The insanity is that I felt the adrenaline and I kind of liked it although of course it is a paradox as I would never wish that to be the norm. I think I am gearing myself towards emergency nursing or maybe intensive care at some point, sooner or later.

So the fake seizure in room #2 was annoying, but I regress.

Picture this: I am in the nurses station, the ICU RN has taken care of my intubated patient on day 1 while waiting for a bed to be available on the unit. I am officially relieved of my major responsibility for the patient and nurse A says to me all super loud, “You always get the worst group with sickest patients!” I am still trying to piece together what just happened so fast and my 4 other patients have not seen me except for my quick morning assessments and not one patient has been medicated.  Nurse B gangs in and starts chiming the same tune and I am thinking what fresh hell is this?

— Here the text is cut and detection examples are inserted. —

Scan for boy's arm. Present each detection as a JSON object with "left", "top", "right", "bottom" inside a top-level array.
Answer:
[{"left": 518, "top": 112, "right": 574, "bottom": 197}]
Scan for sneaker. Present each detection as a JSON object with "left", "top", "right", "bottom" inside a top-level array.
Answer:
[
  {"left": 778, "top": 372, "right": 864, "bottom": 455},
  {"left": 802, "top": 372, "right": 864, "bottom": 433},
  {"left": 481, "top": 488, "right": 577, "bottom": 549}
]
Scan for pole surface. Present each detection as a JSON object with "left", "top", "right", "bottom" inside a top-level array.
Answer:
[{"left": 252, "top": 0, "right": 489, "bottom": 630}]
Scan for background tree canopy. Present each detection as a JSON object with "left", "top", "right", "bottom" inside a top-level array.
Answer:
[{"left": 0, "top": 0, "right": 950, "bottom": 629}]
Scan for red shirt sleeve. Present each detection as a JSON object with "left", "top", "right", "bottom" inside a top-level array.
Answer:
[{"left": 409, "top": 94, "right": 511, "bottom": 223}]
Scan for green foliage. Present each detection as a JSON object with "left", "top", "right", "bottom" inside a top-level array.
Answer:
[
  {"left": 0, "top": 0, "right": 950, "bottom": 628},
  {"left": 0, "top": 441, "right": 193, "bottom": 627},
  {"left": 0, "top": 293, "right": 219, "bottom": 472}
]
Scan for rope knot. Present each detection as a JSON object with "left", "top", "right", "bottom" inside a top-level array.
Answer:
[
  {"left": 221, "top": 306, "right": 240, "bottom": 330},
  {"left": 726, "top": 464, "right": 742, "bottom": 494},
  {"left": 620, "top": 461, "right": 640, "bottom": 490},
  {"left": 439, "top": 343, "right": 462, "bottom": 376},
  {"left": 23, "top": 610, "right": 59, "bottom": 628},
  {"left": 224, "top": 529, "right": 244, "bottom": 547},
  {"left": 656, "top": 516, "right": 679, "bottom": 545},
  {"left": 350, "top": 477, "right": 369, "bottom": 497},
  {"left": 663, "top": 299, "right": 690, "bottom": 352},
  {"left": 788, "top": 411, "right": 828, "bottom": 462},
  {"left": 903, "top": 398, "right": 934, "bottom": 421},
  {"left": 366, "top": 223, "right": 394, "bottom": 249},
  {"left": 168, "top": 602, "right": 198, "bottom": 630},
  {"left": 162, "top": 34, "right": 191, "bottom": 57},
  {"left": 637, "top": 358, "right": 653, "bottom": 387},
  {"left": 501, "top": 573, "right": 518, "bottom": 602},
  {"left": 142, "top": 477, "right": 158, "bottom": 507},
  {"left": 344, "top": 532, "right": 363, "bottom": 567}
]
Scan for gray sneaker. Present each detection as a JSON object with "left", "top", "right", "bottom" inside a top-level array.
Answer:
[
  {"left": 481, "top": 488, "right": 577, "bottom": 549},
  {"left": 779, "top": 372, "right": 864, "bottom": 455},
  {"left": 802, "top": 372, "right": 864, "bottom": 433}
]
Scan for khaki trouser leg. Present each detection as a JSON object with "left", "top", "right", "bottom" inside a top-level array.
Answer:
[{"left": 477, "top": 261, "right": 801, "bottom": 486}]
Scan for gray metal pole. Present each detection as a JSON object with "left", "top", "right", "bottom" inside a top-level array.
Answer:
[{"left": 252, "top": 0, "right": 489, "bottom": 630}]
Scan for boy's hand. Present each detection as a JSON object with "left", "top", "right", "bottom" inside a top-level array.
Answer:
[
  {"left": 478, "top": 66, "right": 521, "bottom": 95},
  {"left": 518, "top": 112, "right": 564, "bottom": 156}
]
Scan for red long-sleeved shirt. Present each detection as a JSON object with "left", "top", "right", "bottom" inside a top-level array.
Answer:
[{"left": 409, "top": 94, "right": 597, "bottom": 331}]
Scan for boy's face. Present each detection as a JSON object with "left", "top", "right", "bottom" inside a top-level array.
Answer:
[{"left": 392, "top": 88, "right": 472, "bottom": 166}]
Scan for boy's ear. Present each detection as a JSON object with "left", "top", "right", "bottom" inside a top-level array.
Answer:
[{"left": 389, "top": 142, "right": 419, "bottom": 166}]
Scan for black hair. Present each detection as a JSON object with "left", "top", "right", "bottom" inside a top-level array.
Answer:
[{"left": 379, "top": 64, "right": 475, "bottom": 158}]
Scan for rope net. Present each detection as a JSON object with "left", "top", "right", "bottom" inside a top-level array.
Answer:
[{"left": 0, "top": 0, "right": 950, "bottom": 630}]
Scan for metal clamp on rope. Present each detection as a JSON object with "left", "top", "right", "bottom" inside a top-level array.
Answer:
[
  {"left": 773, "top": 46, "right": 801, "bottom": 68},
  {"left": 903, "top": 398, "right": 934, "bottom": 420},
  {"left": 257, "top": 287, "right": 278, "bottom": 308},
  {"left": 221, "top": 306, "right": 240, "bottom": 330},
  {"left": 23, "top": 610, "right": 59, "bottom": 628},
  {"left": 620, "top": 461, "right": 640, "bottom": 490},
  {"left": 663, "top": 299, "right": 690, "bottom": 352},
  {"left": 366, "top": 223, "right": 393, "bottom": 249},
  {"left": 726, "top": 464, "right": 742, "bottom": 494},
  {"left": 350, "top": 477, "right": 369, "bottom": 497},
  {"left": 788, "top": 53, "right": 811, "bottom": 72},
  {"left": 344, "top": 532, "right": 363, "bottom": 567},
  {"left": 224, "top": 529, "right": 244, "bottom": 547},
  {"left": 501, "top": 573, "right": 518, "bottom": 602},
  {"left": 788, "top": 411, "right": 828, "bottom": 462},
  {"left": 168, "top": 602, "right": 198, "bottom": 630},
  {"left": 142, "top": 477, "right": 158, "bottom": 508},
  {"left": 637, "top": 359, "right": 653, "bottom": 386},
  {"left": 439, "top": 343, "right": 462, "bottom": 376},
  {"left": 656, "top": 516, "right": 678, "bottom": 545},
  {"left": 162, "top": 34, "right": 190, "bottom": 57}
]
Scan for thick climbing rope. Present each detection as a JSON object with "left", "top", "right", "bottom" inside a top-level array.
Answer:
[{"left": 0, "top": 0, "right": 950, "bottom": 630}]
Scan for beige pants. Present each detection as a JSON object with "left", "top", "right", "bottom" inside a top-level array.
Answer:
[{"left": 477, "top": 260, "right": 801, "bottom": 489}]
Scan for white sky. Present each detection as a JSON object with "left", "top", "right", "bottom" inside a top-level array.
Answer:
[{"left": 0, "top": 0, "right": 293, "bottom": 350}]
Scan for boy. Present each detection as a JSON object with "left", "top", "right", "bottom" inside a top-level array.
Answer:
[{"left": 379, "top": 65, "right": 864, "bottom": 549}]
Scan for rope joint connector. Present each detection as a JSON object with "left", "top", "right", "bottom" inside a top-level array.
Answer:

Nurse C starts ringing in with her sympathy for me and I lose my temper! They sounded like a bunch of cackling hens pecking at me…their morning bird food. So I flipped out and demanded the cacklers get out on the floor and start medicating my stable patients so I can catch up.

It worked! They scurried out and passed all my morning medications. I was able to assess my patients and spend ions charting in detail the crisis and all the interventions provided.